As the residence of the prince-electors, the Residenzschloss (Royal Palace) was one of the most magnificent buildings in Germany during the Renaissance period. In 1701, it was destroyed by a great fire. The entire building was carefully reconstructed, including the magnificent sgraffito in the large courtyard.
The Katholische Hofkirche (Catholic Cathedral) was built during the reign of Frederick August II who was later crowned King August III. For the construction, which lasted from 1739 to 1755, he hired the Italian architect Gaetano Chiaveri. The craftsmen whom Chiaveri brought with him lived in the nearby ‘Italienisches Dörfchen’ (Italian village). The site is today occupied by a restaurant.

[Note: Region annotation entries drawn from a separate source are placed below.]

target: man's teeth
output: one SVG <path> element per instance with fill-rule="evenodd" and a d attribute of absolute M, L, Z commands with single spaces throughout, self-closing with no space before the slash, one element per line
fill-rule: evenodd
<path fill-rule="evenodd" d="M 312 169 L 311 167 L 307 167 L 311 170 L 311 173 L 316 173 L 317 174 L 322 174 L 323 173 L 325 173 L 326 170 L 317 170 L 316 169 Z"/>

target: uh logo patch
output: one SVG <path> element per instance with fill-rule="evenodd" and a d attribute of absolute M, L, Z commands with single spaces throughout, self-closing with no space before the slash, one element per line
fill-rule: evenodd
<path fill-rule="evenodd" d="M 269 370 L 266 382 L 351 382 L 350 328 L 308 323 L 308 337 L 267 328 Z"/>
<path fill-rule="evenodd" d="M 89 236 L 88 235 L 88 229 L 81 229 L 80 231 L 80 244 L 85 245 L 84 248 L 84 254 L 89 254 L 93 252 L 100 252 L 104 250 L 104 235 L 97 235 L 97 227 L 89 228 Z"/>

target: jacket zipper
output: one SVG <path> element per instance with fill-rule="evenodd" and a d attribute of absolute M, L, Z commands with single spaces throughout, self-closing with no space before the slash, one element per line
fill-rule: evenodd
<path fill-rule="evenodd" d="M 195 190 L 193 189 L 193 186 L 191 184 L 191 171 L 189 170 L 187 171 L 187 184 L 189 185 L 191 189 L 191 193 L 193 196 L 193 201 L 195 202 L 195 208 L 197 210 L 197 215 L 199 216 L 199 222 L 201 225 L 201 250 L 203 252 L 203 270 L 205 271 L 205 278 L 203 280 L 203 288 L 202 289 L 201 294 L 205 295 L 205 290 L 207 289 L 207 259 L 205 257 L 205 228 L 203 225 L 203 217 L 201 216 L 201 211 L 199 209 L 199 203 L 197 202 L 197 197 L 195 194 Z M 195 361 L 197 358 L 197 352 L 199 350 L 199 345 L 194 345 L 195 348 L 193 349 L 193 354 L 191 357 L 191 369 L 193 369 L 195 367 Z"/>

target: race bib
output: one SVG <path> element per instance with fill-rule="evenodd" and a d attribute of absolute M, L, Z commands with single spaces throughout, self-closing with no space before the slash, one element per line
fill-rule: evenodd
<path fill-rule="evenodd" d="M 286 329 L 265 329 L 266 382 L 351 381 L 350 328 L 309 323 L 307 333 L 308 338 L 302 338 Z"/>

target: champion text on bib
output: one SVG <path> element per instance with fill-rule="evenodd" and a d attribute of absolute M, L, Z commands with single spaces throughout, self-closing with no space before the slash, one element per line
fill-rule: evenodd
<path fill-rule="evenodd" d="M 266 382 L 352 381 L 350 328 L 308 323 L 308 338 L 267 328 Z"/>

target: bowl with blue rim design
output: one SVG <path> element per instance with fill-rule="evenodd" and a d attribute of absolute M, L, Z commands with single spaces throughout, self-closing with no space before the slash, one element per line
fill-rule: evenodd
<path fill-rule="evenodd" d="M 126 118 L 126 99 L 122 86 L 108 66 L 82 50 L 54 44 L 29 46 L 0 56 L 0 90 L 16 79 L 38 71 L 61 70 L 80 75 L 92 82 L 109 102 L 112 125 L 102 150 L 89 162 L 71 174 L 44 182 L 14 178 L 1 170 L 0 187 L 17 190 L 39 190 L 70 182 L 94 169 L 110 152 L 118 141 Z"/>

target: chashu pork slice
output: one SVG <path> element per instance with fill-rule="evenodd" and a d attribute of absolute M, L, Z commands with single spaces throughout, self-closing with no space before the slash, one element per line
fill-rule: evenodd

August III was also a great art connoisseur. In 1754 he acquired Raphael’s Sistine Madonna, one of the most famous paintings of the Italian Renaissance. This image of the Virgin Mary was painted in the years 1512 and 1513. Today, it is displayed in the Gemäldegalerie Alte Meister (Old Masters Gallery) of the Staatliche Kunstsammlungen Dresden (Dresden State Art Collections).
The Italian painter Bernard Bellotto – better known as Canaletto – became famous for his realistic panoramas of various European cities. As a connoisseur of fine art, August III invited Bellotto to become his court painter. The panorama of Dresden dates from 1748 and subsequently became known as the ‘Canaletto view’.
The Canaletto view today: From the right bank of the Elbe, just below the Augustus Bridge, the observer can survey the Hofkirche and the dome of the Frauenkirche on the other side.
Here is a view of the future twin city, Florence, painted by a Dresden artist. Carl Gustav Carus was considered one of the greatest polymaths of the 19th century. He was a doctor, natural philosopher and painter, in which capacity he was heavily influenced by the aesthetics of Caspar David Friedrich. Blick auf Florenz (View of Florence) was painted in 1841.
After the death of Friedrich August II, the kingdom was ruled by his brother, Johann von Sachsen. Johann was also a figure of some literary talent. His translation of Dante’s Divine Comedy, which he wrote under the pseudonym of Philalethes, is still acclaimed today.